How to strip ruby comments in a ruby line of code?

Short description : My question is : do you know any available method,
giving the string of a Ruby line of code, to remove comments from this
line of code?

···

________________

Long description :

For my dsl project, i'm loading my dsl files and applying a small
preprocess on each line before performing a global instance_eval on the
preprocessed file.

Basically, in my dsl language, it is possible to put a label followed by
a ":" starting at the beginning of a line like this:
    my_label: here_is_a_dsl(arg1, arg2)

This label may be followed by a dsl instruction.

The preprocessor is transforming the previous line to this line:

    newLabel(:my_label) { here_is_a_dsl(arg1, arg2) }

using the following code:
    append = ""
    File.open(file).each do |line|
      match = line.match(/^([a-zA-Z_]\w+):[\s\r\n]+(.*)/)
      if ( match.nil?)
        append += line
      else
        append += "newLabel(:#{match[1]}) { #{match[2]} }\n"
      end
    end

The problem arise when there is a comment at the end of the input line :
    my_label: here_is_a_dsl(arg1, arg2) # my comments

It's then generating the following line:
    newLabel(:my_label) { here_is_a_dsl(arg1, arg2) # my comments }

Meanning that the "}" end block is commented and having a parse error on
the whole file.

I could put a newline after the match like this :
    newLabel(:my_label) { here_is_a_dsl(arg1, arg2) # my comments
    }

Unfornutately, i'm no longer able to debug my dsl language, because the
lines are not matching the preprocessed line.

-----

I would like to have something really simple and not being forced to use
a full ruby language parser to parse those lines and remove the
comments.

Any idea?

Thanks!
--
Posted via http://www.ruby-forum.com/.

Alexandre Mutel wrote:

Short description : My question is : do you know any available method,
giving the string of a Ruby line of code, to remove comments from this
line of code?

I would like to have something really simple and not being forced to use
a full ruby language parser to parse those lines and remove the
comments.

Any idea?

Thanks!

I'm still only learning regular expressions (I'll do another shameless
plug for rubular.com here), but you could do this:
string = string.match(/^.*#).to_s[0...-1]

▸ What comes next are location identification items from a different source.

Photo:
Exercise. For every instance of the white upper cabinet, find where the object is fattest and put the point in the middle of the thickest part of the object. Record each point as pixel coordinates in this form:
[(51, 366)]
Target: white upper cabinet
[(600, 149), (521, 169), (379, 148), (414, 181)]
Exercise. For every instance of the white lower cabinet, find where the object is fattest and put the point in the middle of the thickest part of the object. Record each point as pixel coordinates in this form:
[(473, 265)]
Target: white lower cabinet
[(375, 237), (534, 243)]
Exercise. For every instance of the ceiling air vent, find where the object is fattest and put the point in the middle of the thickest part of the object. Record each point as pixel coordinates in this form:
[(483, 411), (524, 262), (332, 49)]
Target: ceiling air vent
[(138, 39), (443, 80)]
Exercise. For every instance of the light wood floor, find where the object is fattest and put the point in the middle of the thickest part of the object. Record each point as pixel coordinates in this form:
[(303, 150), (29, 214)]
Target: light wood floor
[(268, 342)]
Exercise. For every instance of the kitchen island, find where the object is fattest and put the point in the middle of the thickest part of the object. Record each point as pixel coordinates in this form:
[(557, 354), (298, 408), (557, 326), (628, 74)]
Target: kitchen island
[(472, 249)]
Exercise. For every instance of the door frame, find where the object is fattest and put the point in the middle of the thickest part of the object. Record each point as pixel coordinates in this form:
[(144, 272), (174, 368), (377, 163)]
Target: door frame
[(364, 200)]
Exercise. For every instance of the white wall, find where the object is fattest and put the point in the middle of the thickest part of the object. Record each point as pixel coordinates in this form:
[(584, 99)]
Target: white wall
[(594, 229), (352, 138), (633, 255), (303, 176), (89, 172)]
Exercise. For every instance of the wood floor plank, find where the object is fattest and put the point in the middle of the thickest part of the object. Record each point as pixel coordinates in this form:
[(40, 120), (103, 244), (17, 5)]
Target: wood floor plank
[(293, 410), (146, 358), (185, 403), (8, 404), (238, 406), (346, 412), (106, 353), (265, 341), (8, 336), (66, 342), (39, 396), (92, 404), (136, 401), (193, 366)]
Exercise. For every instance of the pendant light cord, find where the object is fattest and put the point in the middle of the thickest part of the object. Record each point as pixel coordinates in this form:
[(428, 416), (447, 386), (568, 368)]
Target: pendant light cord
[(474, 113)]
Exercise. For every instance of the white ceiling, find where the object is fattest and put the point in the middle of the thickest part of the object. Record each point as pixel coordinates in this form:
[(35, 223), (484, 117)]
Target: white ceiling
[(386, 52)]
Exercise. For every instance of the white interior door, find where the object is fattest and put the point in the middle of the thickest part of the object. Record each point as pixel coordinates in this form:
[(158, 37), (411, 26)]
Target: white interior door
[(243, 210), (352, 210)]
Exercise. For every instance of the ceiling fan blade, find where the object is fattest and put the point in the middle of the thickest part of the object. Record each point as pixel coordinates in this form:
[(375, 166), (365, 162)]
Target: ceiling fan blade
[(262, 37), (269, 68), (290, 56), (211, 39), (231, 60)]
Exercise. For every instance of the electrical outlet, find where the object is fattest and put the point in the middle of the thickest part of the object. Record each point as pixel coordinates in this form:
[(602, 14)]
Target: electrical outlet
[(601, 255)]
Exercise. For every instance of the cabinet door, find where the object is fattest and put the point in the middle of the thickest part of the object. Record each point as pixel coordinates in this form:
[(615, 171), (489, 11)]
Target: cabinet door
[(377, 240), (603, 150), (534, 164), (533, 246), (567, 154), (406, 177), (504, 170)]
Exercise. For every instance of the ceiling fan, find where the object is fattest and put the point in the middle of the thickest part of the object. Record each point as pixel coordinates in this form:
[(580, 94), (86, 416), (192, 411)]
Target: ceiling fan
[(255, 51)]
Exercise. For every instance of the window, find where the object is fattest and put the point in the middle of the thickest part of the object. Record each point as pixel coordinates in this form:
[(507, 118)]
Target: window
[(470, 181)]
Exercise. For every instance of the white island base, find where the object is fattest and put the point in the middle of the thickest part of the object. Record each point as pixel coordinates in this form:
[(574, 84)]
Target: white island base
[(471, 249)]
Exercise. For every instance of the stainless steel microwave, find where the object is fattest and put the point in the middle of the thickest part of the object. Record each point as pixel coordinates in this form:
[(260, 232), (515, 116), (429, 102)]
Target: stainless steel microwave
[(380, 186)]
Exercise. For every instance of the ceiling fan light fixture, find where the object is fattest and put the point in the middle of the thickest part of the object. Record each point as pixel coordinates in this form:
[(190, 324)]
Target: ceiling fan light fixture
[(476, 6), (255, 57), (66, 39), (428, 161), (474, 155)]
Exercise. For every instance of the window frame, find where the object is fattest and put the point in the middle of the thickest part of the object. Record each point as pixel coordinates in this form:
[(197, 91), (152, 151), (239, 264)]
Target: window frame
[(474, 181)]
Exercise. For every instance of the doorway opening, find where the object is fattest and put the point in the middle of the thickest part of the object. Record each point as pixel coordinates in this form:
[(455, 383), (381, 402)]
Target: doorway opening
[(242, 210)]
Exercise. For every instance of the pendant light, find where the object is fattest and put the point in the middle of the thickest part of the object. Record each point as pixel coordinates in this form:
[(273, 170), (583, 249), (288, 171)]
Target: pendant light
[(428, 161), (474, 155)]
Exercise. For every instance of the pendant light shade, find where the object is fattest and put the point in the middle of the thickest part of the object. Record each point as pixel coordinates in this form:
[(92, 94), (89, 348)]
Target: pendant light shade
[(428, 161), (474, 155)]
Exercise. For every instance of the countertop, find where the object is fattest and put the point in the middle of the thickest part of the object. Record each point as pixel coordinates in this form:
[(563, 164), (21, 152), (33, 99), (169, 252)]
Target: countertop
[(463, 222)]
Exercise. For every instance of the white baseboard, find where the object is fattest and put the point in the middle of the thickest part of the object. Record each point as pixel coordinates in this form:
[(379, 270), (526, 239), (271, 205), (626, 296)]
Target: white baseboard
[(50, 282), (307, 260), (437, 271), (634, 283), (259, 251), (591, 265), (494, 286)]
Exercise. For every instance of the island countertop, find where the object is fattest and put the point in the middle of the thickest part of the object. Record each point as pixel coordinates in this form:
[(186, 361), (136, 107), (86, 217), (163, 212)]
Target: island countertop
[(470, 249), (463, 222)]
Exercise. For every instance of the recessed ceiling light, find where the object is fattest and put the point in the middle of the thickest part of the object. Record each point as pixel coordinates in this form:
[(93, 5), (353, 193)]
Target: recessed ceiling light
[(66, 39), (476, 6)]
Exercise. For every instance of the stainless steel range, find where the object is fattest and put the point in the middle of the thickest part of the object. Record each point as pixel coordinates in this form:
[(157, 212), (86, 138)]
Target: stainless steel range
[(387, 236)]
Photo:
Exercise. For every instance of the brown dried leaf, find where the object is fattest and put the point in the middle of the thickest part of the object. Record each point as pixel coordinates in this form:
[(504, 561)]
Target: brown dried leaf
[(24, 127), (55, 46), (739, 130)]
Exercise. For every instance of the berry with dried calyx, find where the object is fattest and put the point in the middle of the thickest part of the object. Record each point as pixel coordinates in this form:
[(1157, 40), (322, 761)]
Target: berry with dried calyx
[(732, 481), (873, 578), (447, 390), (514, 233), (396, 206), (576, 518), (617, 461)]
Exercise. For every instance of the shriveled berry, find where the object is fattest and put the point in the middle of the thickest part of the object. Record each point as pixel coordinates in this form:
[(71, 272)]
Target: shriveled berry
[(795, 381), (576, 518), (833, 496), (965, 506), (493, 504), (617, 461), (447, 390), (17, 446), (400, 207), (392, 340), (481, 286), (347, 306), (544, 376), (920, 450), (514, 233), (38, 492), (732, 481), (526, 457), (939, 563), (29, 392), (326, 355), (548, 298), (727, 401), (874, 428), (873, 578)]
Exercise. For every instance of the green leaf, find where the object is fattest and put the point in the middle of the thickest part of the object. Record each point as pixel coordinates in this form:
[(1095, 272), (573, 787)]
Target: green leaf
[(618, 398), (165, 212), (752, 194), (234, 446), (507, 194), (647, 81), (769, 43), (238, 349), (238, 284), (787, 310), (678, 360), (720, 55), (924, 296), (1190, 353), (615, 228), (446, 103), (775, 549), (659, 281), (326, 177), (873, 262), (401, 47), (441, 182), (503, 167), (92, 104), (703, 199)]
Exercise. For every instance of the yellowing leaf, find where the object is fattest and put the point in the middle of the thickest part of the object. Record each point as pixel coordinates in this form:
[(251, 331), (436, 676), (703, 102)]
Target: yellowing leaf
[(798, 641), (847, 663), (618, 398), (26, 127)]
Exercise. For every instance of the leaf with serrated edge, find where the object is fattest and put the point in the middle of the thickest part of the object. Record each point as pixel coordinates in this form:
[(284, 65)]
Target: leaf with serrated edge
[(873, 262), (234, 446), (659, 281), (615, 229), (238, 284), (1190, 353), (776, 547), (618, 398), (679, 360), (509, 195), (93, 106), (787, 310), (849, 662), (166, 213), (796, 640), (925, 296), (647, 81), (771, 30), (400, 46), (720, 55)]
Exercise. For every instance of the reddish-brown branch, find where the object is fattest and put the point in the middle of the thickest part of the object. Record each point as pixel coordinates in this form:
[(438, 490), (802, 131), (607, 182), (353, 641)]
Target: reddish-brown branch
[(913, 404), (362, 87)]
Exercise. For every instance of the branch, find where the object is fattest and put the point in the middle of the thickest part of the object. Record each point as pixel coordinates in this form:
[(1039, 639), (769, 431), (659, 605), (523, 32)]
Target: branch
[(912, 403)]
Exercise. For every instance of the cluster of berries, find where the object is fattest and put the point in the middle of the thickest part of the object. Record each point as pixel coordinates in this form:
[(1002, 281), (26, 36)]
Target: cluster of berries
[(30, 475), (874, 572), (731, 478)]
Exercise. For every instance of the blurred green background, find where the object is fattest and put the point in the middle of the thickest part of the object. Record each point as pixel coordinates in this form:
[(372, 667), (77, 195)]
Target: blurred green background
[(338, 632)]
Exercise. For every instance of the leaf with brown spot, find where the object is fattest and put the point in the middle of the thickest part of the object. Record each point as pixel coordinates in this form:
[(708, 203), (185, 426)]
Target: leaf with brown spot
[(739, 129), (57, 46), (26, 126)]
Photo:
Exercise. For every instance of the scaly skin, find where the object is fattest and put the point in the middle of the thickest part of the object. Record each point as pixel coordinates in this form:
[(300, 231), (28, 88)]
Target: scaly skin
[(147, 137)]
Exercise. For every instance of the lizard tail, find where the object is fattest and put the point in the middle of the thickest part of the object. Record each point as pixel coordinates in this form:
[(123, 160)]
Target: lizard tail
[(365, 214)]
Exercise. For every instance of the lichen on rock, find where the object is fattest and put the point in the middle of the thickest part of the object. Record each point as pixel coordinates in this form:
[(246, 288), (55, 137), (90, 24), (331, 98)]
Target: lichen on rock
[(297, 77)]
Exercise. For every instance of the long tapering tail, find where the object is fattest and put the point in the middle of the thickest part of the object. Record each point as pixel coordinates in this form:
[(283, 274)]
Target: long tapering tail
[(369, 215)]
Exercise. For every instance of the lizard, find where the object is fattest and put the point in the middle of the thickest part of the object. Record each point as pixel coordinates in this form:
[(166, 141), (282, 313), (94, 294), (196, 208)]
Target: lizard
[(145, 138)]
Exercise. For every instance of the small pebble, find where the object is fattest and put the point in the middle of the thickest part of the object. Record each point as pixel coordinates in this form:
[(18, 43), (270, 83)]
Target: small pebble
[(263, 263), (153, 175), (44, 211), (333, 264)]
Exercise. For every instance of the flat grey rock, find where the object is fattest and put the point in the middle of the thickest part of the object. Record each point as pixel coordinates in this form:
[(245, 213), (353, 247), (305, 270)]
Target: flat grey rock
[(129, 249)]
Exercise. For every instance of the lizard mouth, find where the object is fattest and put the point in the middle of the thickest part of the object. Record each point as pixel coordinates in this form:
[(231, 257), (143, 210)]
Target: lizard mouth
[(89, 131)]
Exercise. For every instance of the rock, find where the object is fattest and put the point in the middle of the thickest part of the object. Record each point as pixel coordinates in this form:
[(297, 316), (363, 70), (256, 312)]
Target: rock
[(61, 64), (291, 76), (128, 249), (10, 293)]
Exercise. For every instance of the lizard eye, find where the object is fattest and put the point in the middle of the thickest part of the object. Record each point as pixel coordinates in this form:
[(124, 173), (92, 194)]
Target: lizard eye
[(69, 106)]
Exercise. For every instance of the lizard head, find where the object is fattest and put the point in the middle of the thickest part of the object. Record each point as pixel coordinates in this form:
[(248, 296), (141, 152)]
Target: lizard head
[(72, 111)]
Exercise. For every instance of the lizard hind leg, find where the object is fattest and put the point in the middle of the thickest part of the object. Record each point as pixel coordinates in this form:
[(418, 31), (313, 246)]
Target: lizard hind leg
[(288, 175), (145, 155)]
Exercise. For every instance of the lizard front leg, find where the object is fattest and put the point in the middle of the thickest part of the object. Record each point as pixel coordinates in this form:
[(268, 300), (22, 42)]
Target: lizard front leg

Yes, it's a poor solution, but should you have nothing else, it'll do.

···

--
Posted via http://www.ruby-forum.com/.

Alexandre Mutel wrote:

I could put a newline after the match like this :
    newLabel(:my_label) { here_is_a_dsl(arg1, arg2) # my comments
    }

Unfornutately, i'm no longer able to debug my dsl language, because the
lines are not matching the preprocessed line.

However if you eval each line individually, then you can pass in the
source line number.

def foo; end
src = "foo\nfoo\nbar"
src.each_with_index do |line,i|
  eval "#{line} {\n}", binding, "DSL", i+1
end

# Result:
DSL:3: undefined method `bar' for main:Object (NoMethodError)

Otherwise, if every input line maps to exactly two output lines, you can
just patch up the line number in the exception by dividing by two.

src = "foo\nfoo\nbar\n"
begin
  eval src.gsub(/\n/, "{\n}\n"), binding, "DSL", 1
rescue => e
  if e.backtrace.first =~ /\A(.*):(\d+)\z/
    e.backtrace.first.replace "#{$1}:#{($2.to_i+1) / 2}"
  end
  raise e
end

···

--
Posted via http://www.ruby-forum.com/.

Aldric Giacomoni wrote:

I'm still only learning regular expressions (I'll do another shameless
plug for rubular.com here), but you could do this:
string = string.match(/^.*#).to_s[0...-1]

Yes, it's a poor solution, but should you have nothing else, it'll do.

the problem with your solution is that this line of code will remove
valid code :
   myvar_s = "#{myvar}"

The problem is to handle correctly string escape sequence... it's
possible, but it requires much more work... I just want to know if
someone else did this?!

···

--
Posted via http://www.ruby-forum.com/.

Brian Candler wrote:

def foo; end
src = "foo\nfoo\nbar"
src.each_with_index do |line,i|
  eval "#{line} {\n}", binding, "DSL", i+1
end

# Result:
DSL:3: undefined method `bar' for main:Object (NoMethodError)

Wooo, thanks Brian!

···

--
Posted via http://www.ruby-forum.com/.

Aldric Giacomoni wrote:

Alexandre Mutel wrote:

Short description : My question is : do you know any available method,
giving the string of a Ruby line of code, to remove comments from this
line of code?

I would like to have something really simple and not being forced to use
a full ruby language parser to parse those lines and remove the
comments.

Any idea?

Thanks!

I'm still only learning regular expressions (I'll do another shameless
plug for rubular.com here), but you could do this:
string = string.match(/^.*#).to_s[0...-1]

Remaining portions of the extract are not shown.